There are two aspects to the concept of risk tolerance: your ability to take risk, and your willingness to take risk.
Ability to take risk depends on your total financial resources and the impact of potential losses to achieving your financial goals and your desired standard of living.
Willingness to take risk is very different and with a greater emotional component.
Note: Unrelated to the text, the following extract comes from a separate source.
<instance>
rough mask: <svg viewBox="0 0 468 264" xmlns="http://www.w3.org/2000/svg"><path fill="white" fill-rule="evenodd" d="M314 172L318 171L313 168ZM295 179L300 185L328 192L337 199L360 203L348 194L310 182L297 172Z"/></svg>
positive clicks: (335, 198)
Confusing the two can lead to financial difficulties.
Assessing your willingness to take risk
To help determine your willingness to take risk, answer these questions honestly, do not answer how you think you ought to answer, but the way you really feel.
Question 1
How strongly do you agree with this statement: Generally, I prefer investments with little or no fluctuation in value, and I’m willing to accept the lower returns usually associated with these types of investments?
- Strongly agree
- Agree
- Neither agree nor disagree
- Disagree
- Strongly disagree
Question 2
When some investment advisers use the term risk, they think of it as having two parts: the risk that the value of your investments may fluctuate up and down so much that you worry a good deal about it, or that you may worry that you will not meet your financial objectives. If pressed to choose, which is your greater worry?
- Worrisome fluctuations in the value of my investments.
- The possibility of failing to meet my financial objectives.
- I cannot choose between the two as they are equally worrisome.
- I cannot choose between the two as I don’t worry about either of them.
Question 3
On a quarterly statement of your investments your balance declined 30% from the previous quarter. How would you likely react?
- I’m not concerned – I know that investments go up and down in value.
- I’d be concerned, but wouldn’t lose any sleep over it.
- I’d be very concerned and would be wondering what, if anything, I should do.
- I’d be panic-stricken and wonder if I should find another investment adviser.
- I’d immediately fire my adviser and look for someone else.
Your answers should help you determine whether your current investments are appropriate for you and serve as a basis for choosing future investments.
If you’re considering having an investment advisor manage your investments, it is critical that you consider both your ability and your willingness to take risk before any investments are even discussed.